Alice Ross Carey (November 10, 1948 – July 27, 2013) was an American preservation architect, advocate, and early practitioner of historic preservation, restoration, and reuse.

== Early life ==
Alice Ross Carey was born in Brooklyn, New York, and raised in Toledo, Ohio. She received a Bachelor of Fine Arts from the University of Colorado. Carey worked as a carpenter and had her own small construction firm before completing a master's degree in architecture at the University of California, Berkeley in 1976.

== Career ==
Following graduation, Carey worked for the firms Esherick, Homsey Dodge & Davis (EHDD) and Whisler/Patri. While at EHDD, she became interested in the Bay Region Style of architecture and its architects Joseph Esherick, William Wurster, Charles Moore and William Turnbull Jr.
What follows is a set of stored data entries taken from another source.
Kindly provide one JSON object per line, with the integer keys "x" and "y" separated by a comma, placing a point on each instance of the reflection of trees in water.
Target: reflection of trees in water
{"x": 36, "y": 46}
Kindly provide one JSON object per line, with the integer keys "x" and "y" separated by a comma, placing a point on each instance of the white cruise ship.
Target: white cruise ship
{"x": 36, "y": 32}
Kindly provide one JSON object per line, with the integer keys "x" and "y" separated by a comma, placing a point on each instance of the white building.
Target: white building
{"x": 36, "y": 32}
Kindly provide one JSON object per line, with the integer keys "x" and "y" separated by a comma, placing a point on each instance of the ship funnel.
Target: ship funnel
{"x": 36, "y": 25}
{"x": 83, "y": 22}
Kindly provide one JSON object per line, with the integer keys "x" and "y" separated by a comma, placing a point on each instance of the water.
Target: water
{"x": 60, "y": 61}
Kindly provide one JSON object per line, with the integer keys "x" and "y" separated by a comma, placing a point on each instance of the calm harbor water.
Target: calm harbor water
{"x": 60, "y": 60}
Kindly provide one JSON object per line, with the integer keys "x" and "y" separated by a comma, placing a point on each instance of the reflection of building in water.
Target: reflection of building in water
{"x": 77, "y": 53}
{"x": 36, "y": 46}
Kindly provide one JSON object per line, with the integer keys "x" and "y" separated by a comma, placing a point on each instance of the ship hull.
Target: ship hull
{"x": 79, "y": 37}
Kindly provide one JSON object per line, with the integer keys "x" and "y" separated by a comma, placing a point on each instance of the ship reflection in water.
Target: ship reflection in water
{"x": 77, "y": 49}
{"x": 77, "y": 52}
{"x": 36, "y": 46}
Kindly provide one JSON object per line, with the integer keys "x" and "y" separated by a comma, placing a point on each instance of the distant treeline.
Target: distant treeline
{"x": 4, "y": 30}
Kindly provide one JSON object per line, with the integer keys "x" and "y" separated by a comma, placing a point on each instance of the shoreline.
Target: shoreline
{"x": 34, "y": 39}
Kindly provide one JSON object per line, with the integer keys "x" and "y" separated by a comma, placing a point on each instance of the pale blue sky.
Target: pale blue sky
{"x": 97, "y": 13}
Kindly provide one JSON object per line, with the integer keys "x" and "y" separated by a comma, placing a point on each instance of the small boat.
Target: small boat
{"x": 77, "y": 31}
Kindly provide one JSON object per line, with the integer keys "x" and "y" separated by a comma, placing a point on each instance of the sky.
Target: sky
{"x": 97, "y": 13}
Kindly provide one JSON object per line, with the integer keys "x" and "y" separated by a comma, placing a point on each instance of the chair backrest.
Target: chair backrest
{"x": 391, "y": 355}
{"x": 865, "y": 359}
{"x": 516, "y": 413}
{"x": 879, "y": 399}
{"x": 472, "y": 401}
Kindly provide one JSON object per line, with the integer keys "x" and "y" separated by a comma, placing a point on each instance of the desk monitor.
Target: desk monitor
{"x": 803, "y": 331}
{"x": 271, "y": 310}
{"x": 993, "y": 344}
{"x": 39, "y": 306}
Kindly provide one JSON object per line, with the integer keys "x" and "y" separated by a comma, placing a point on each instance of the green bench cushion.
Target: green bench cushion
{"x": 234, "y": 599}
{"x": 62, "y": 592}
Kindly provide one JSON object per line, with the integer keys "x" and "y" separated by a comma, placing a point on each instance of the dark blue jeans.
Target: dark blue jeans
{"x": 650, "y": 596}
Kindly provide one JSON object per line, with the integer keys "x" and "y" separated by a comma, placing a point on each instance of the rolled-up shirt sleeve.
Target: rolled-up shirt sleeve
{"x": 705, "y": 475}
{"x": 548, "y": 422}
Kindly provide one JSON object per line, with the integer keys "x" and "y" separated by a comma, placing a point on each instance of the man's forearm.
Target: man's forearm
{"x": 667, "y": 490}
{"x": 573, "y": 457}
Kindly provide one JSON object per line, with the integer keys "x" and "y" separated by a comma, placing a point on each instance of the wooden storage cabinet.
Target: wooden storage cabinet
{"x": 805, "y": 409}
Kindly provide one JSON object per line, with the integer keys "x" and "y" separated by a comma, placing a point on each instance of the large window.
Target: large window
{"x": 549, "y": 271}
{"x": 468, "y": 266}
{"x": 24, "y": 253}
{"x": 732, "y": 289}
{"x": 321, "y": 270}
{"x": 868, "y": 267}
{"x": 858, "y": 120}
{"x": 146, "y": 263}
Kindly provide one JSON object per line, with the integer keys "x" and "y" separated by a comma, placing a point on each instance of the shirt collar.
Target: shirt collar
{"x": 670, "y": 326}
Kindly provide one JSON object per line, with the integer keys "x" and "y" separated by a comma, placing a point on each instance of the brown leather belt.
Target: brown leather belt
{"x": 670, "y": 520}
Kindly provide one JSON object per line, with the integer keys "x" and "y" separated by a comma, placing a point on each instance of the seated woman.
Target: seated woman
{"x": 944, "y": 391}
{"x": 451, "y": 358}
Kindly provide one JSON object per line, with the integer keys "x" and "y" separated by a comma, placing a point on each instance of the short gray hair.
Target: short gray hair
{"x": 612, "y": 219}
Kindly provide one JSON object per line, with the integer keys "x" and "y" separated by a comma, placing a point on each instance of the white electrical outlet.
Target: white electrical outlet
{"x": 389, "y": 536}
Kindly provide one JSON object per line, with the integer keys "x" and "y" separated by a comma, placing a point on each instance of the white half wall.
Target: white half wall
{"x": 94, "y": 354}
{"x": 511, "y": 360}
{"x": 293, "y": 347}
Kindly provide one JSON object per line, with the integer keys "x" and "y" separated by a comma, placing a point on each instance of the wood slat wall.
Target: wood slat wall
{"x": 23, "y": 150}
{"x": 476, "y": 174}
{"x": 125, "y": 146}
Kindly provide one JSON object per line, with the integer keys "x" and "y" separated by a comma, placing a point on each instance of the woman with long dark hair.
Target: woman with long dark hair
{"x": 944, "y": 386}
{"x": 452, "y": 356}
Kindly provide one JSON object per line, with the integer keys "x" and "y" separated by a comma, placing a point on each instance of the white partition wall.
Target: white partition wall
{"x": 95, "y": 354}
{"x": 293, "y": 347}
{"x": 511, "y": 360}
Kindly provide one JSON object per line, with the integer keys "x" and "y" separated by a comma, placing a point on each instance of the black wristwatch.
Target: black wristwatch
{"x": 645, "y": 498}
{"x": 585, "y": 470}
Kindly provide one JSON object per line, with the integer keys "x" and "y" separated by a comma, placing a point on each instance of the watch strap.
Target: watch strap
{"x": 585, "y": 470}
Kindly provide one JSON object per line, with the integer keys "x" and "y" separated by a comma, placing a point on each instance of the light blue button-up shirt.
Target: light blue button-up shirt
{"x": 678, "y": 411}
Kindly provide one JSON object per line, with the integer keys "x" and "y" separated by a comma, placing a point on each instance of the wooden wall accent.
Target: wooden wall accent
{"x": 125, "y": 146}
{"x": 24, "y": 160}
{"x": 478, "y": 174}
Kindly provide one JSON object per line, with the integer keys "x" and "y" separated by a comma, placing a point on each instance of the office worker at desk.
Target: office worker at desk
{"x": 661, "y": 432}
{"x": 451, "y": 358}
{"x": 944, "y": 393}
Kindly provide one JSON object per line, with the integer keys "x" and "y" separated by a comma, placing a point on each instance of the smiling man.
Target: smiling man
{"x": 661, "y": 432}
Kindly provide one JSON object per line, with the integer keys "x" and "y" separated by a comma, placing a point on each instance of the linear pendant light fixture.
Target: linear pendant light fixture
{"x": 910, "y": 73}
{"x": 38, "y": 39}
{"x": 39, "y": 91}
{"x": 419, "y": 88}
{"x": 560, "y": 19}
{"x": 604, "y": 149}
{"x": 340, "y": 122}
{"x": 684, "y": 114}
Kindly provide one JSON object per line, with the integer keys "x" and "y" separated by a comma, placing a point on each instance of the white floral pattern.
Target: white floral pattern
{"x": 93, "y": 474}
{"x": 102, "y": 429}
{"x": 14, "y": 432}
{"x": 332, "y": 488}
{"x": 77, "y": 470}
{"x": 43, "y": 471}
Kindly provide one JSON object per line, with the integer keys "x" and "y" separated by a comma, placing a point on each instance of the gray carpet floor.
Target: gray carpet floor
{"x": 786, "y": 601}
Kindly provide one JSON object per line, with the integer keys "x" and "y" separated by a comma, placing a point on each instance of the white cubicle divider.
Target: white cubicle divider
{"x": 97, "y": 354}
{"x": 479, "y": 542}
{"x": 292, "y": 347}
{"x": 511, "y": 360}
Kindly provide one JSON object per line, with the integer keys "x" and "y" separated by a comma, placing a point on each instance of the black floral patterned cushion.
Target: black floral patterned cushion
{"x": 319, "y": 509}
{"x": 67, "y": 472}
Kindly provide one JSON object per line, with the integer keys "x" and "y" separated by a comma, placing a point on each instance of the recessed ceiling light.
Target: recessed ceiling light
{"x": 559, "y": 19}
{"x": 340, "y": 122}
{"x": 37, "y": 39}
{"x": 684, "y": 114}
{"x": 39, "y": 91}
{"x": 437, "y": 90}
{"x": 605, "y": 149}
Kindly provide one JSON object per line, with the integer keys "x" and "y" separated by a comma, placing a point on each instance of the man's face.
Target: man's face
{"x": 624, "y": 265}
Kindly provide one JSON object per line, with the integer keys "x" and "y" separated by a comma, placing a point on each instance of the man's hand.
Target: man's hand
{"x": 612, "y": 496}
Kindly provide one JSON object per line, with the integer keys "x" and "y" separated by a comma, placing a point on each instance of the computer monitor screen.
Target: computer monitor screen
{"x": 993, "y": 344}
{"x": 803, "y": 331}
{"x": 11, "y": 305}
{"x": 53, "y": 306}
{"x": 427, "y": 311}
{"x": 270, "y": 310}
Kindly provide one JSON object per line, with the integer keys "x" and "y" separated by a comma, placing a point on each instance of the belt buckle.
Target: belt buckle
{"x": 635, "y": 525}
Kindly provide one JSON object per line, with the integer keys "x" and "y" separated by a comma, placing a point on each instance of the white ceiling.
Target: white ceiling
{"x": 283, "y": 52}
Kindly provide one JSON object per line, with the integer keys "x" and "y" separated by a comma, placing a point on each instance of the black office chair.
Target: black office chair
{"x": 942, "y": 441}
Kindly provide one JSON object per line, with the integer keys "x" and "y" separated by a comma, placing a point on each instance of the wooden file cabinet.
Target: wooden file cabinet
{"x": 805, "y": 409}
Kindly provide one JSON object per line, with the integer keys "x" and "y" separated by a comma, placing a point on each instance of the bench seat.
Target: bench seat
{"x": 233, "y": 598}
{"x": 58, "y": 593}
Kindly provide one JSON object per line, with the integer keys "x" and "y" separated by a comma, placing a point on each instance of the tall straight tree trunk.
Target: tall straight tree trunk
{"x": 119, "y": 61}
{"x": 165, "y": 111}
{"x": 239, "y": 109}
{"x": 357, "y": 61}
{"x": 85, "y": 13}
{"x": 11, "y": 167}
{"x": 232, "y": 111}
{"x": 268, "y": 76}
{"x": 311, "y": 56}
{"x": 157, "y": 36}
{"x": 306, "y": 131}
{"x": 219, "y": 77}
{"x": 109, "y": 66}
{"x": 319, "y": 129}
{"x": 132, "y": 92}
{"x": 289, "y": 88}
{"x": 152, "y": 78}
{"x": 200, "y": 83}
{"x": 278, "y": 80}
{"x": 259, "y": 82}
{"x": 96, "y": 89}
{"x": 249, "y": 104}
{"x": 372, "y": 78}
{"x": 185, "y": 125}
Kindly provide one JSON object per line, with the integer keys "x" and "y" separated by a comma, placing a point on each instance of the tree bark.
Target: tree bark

Inspired, in 1983 she founded one of the first woman-owned architectural practices specializing in historic preservation in the United States: Carey & Co. As a result of her expertise, she was named to San Francisco’s Landmarks Preservation Advisory Board by 1988. After the 1989 Loma Prieta earthquake, her firm managed the preservation of several San Francisco historically significant civic buildings, including City Hall and the War Memorial Opera House. Her work on these projects earned Carey & Co. nearly three dozen state and national awards. During her career, Carey worked on restoring countless buildings, including Jordan Hall at Stanford University, San Francisco’s Fairmont Hotel, Oakland City Hall, Berkeley City Hall, Sunol Water Temple, San Francisco Palace of Fine Arts, and the Marin County Civic Center. She was a founding member of the Friends of Terra Cotta and on the Boards of several organizations including the Association of Advocates for Preservation, San Francisco Heritage, and the Environmental Design Archives at U.C. Berkeley.

== Legacy ==
Carey was a champion in the preservation community and advocated for the use of historic resources. Throughout her career, she fought to preserve countless buildings, including the New Mission Theater, the Fairmont Hotel Tonga Room, and the Metropolitan Club at 640 Sutter Street, all in San Francisco. She received a California Governor's Historic Preservation Awards posthumously in 2013 for her dedication to and work in the field of historic preservation.

== Archives ==
The Alice Carey/Carey & Company Records is held by the Environment Design Archives at the University of California, Berkeley.